Energy Law May Spawn Merger Mania
 
  August 19, 2005
 
The 1,700 page energy bill is now law. Embedded in there is repeal of the federal law that had created a wall between a utility's regulated and unregulated businesses and restricted the types of businesses in which utilities could engage.

Ken Silverstein
EnergyBiz Insider
Editor-in-Chief

The so-called Public Utilities Holding Company Act (PUHCA) of 1935 had been considered by the administration, many lawmakers and utilities to be "outdated, Depression-era" law. Now that the old law has been repealed, some say that the industry appears ripe for more consolidation and a new influx of capital that can help pay for investments in new transmission and generation.

Clearly, the most important implication of this new law is that it opens opportunities for mergers that were either cumbersome from a regulatory standpoint or they were prohibited altogether by the old law. Before, it was as difficult for foreign utilities to buy American utilities as it was for non-traditional energy companies to purchase such enterprises. At the same time, the old law had forbid companies that were not in the same geographic district to link up.

Now, foreign energy providers such as Germany's E.ON or Britain's National Grid will have an easier time buying U.S. utilities. And folks such as Warren Buffet who had earlier purchased MidAmerican Corp. will have fewer hoops to jump through if they want to make the same kind of buys. Meantime, mergers can now take place between utilities in different parts of the country such as California and Florida.
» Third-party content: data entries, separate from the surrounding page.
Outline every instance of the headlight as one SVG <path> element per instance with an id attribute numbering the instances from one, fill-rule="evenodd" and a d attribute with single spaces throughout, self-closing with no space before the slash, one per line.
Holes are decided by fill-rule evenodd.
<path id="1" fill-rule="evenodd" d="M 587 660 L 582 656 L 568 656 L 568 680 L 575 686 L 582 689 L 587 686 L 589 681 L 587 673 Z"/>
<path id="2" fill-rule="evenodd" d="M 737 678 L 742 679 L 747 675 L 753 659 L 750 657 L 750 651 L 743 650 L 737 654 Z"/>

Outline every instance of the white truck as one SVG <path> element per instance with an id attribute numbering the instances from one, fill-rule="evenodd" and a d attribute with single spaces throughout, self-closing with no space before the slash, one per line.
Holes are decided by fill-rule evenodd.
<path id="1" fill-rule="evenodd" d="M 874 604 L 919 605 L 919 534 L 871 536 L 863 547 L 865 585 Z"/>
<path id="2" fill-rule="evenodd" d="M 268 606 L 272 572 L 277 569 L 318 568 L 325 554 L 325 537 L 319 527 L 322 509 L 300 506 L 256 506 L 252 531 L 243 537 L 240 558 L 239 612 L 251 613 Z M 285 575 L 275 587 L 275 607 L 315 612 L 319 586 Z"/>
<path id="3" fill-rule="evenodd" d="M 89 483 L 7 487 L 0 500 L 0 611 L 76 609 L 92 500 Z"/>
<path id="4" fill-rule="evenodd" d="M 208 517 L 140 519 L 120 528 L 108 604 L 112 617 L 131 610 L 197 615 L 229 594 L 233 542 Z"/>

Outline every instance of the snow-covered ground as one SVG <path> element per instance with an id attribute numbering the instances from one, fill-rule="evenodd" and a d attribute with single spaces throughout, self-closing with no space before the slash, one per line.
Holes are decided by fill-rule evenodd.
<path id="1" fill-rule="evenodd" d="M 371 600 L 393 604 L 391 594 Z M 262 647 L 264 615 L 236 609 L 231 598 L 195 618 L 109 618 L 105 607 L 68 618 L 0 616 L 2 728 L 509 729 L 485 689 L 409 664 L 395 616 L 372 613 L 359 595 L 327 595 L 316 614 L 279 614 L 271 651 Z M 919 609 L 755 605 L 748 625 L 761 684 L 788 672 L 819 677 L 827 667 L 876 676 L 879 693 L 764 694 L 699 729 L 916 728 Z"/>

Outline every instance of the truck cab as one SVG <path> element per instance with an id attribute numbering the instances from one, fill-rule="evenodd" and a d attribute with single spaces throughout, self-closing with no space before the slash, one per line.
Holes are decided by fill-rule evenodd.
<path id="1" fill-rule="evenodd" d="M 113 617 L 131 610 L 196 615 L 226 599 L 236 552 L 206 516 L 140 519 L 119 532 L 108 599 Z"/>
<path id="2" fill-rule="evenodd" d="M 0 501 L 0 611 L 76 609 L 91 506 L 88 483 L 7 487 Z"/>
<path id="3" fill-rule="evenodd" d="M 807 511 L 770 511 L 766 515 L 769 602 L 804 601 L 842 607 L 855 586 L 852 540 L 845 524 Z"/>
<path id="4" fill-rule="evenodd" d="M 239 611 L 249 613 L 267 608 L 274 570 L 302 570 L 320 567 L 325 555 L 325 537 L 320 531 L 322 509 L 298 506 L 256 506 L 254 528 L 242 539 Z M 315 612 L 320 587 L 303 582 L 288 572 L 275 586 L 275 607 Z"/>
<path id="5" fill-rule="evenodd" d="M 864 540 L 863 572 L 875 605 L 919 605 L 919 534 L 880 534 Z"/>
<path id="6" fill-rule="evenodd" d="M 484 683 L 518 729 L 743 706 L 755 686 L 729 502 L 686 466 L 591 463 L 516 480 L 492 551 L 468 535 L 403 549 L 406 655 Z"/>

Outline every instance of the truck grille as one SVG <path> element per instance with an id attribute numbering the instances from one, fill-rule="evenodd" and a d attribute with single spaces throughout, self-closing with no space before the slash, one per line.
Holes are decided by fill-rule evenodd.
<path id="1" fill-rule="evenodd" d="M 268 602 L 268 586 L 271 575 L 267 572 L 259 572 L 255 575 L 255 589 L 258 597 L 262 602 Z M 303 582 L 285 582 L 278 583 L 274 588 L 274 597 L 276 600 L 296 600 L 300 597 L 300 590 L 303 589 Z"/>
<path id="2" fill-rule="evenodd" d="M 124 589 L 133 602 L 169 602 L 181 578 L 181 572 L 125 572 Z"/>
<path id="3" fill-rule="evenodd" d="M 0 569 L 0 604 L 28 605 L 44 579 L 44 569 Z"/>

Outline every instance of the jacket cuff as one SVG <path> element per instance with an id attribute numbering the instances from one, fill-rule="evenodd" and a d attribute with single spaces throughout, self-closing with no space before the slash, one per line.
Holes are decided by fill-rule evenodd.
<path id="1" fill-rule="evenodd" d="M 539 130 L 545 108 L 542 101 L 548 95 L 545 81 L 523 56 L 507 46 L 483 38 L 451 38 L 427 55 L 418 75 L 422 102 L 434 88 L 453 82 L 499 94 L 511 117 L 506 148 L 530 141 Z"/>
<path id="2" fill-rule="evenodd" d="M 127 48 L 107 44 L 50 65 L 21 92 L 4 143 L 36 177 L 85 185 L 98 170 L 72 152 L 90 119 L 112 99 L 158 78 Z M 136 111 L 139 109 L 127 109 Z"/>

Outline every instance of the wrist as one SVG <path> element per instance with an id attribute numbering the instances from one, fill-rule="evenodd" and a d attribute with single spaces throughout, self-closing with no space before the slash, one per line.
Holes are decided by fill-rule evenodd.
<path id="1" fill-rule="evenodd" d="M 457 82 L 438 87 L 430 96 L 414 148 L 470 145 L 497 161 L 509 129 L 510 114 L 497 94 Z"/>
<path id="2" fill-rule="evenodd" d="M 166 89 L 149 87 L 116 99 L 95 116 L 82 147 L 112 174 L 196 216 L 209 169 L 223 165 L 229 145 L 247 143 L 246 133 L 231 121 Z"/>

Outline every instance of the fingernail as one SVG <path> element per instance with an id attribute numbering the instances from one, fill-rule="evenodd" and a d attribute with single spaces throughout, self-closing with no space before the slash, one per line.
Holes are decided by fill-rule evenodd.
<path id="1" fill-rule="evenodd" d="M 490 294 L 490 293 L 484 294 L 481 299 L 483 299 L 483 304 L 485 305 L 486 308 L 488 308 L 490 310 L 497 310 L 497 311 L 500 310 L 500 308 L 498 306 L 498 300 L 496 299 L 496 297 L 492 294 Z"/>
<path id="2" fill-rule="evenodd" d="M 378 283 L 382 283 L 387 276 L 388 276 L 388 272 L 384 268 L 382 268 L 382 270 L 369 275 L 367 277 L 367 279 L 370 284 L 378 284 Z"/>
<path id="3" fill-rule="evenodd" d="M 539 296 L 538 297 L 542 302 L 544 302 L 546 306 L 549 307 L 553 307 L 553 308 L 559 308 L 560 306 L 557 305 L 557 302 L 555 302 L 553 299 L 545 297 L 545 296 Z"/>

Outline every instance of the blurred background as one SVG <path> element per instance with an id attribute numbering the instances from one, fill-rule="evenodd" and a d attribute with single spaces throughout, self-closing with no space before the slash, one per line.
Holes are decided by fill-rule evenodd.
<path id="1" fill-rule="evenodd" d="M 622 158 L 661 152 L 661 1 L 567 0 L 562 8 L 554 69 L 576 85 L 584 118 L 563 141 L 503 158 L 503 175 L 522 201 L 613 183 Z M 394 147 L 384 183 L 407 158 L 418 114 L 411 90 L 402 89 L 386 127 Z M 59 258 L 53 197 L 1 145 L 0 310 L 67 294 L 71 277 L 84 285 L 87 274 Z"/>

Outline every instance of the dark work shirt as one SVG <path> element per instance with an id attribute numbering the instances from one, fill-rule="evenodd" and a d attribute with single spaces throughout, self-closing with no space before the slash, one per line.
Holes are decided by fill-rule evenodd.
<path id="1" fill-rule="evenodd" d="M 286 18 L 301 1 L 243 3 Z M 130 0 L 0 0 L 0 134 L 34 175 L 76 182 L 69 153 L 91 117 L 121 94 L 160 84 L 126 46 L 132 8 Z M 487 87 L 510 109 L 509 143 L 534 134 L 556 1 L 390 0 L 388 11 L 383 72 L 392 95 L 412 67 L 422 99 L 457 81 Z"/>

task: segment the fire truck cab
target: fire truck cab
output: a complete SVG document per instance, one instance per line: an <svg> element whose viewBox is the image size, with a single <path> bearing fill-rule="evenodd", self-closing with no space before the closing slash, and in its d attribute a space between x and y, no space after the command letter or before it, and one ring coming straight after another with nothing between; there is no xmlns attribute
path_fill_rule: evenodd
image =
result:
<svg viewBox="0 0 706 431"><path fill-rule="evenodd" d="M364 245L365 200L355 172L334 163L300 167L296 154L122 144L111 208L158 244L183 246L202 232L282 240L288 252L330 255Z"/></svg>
"This will be a good time to get some new money into the industry," says David Raskin, partner with Steptoe & Johnson in Washington, D.C. "The ultimate barrier to consolidation will be state regulation. In the past, the toughest issues have been the ones raised with regard to market concentration -- or companies merging in the same geographic areas and possibly hurting consumers. States must still review the question of whether they think these mergers are in the best interest of consumers."

In fact, the argument for repeal of PUHCA is that there remains a myriad of regulatory hoops companies face if they want to merge. The Securities and Exchange Commission may play less of a role but the Federal Energy Regulatory Commission will continue to play an integral part in these decisions. And, the states will not lose their say in the matter. Major mergers and asset acquisitions are still subject to scrutiny by all relevant regulatory bodies.

Warren Buffett has said that if PUHCA is repealed then his Berkshire Hathaway would be willing to invest $10 billion to $15 billion into the energy sector -- critical capital at a time of emphasis on reliability. And with many energy providers now trying to shore up their balance sheets to boost credit ratings, an increasing number of utility-type assets are on the auction block and presumably ones that need to modernized.

Credit Ratings

PUHCA had been enacted in the 1930s in response to abuses by electric companies at the time, and because the 16 biggest corporations back then controlled 75 percent of the generation market. It has sought to ensure the financial integrity of regulated operations that are responsible for delivering power to consumers. But critics of PUHCA argued that it has inhibited utility holding companies from making investments that are ancillary to their core services.

"There will be a fair amount of more merger activity," says Michael Shenberg, head of the energy practice at Strook & Strook law offices in New York City. When asked if more mergers might lead to increased market domination, the attorney answered, "Why should Home Depot swallow up my local hardware store?" The implication is that the bigger business has more resources and better access to capital, all of which the utility sector desperately needs at the moment.

Consolidation, of course, has occurred industry-by-industry with most having a select group of national players and several niche players. Hundreds of utility companies now exist with some experts saying that many of those could combine and noting the industry should not be treated any differently than others.

Critics say repealing PUHCA will prove to be a bad idea, particularly now when consumers and shareholders have seen the effects of market manipulation in the electricity sector. The law provides valuable consumer protections, they say. Take Southern Co., which spun off its unregulated subsidiary now known as Mirant Corp. Mirant is now bankrupt and is suing Southern, which produces power and then delivers it to millions of consumers in the Southeast.

Moreover, critics of repeal say that the key to winning new investment is having better credit ratings and that mergers oftentimes hurt such ratings. Standard & Poor's, for example, says that holding companies regulated under PUHCA have better scores than those entities exempted from PUHCA regulation. "S&P also rejected the claim that PUHCA was preventing investment in utility infrastructure," says watchdog Public Citizen. "It found that the opposite was true, since investors like strong credit ratings."

In any event, there's still a lot of follow up work to be completed on this energy bill and in particular the repeal of PUHCA. The FERC must issue new rules. Jim Steffas, vice president of government affairs for Direct Energy in Houston, says that repeal of PUHCA should be viewed as part of an overall initiative by the administration and Congress to improve the viability of wholesale and retail electric markets. His company, which sells retail power in several U.S. states and Canada, says that regulators will work harder to ensure any benefits of merger activity are shared throughout the value chain.

Repeal of PUHCA has far-reaching effects. But, Congress and the president are persuaded that federal and state regulators will not have their hands tied. Their hope is that the changes will bring in investment to better enable reliability and improve services.